18. Plant cells have a cell wall and animal cells do not. Plant cells are turgid (firm) and generally
healthiest in a hypotonic environment, where the uptake of water is eventually balanced by the
wall pushing back on the cell.
19. Active transport is a type of membrane traffic during which the cell must expend energy. The
transport proteins involved are called carrier proteins. ATP supplies the energy for most active
transport.
20. See page 135 in your text for the labeled figure.
Summary
1. Cytoplasmic Na+ binds to the sodium-potassium pump.
2. This stimulates phosphorylation of the pump by ATP.
3. The pump changes shape and releases Na+ to the outside.
4. The new pump shape now has an affinity for K+, and binds them. This triggers the
dephosphorylation of the pump.
5. Loss of the phosphate group restores the protein’s original shape , which has a lower affinity
for K+, releasing it to the other side of the membrane.
6. In the new shape, the pump will now bind Na+ again.
21. See page 135 in your text for the labeled figure.
Examples
Facilitated diffusion with a carrier protein: glucose through glucose transporters
Facilitated diffusion with a channel protein: aquaporins transporting water
Active transport with a carrier protein: sodium-potassium pump
Simple diffusion: movement of oxygen
Concept 7.5 Bulk transport across the plasma membrane occurs by exocytosis and endocytosis
25. Define each of the following, and give a specific cellular example.
exocytosis: The cellular secretion of biological molecules by fusion of vesicles containing them
with the plasma membrane.
endocytosis: Cellular uptake of biological molecules and particulate matter via formation of
vesicles from the plasma membrane.
receptor-mediated endocytosis: The movement of specific molecules into a cell by the inward
budding of vesicles containing proteins with receptor sites specific to the molecules being taken
in; enables a cell to acquire bulk quantities of specific substances.

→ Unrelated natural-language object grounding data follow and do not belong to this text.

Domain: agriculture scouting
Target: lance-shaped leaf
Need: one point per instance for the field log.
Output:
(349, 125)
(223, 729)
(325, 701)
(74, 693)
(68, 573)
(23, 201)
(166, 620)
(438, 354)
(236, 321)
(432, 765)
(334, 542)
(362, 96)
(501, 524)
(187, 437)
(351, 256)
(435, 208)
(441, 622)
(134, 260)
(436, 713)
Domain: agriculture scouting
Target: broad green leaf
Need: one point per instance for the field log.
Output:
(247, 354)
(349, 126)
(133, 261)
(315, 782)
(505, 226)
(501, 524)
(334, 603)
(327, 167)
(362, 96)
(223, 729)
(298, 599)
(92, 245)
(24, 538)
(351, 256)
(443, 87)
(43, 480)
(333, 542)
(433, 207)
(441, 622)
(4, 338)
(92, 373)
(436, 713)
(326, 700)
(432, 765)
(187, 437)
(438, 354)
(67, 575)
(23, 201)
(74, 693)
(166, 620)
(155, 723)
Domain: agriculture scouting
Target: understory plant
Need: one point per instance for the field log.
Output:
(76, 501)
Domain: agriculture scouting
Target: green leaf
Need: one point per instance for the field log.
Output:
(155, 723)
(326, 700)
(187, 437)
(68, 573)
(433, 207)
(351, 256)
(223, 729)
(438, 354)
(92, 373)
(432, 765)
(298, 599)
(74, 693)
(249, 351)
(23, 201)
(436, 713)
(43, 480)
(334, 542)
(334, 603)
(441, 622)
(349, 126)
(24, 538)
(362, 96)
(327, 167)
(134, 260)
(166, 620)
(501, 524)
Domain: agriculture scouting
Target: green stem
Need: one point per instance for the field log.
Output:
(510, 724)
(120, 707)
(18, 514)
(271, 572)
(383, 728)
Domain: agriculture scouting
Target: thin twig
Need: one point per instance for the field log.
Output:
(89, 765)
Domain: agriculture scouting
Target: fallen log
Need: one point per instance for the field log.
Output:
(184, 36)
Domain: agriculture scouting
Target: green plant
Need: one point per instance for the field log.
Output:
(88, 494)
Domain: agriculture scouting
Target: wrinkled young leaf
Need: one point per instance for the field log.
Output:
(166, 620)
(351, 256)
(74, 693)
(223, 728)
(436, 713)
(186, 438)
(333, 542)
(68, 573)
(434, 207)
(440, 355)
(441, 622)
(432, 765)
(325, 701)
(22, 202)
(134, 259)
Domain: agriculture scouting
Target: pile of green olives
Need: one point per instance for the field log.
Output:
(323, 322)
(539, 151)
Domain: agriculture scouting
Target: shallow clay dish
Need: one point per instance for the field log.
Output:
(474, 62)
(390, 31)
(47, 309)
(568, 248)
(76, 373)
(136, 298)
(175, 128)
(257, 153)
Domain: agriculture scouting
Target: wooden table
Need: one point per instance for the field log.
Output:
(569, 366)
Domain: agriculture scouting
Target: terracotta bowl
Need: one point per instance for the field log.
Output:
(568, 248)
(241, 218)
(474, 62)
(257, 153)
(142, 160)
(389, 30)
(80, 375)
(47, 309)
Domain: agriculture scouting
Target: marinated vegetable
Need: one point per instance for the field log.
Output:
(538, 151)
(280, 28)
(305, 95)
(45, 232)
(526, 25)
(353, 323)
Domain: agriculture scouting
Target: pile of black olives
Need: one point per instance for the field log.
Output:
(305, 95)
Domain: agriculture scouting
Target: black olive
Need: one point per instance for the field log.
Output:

phagocytosis: A type of endocytosis in which large particulate substances or small organisms
are taken up by a cell. It is carried out by some protists and certain immune cells of animals.
pinocytosis: A type of endocytosis in which the cell ingests extracellular fluid and its dissolved
solutes.
26. A ligand is a molecule that binds specifically to another molecule, usually a larger one.
Human cells use receptor-mediated endocytosis to take in cholesterol for membrane synthesis
and the synthesis of other steroids. Cholesterol travels in the blood in particles called low-density
lipoproteins (LDLs), each a complex of lipids and a protein. LDLs bind to the LDL receptors on
plasma membranes and then enter the cell by endocytosis. The LDLs thus act as ligands.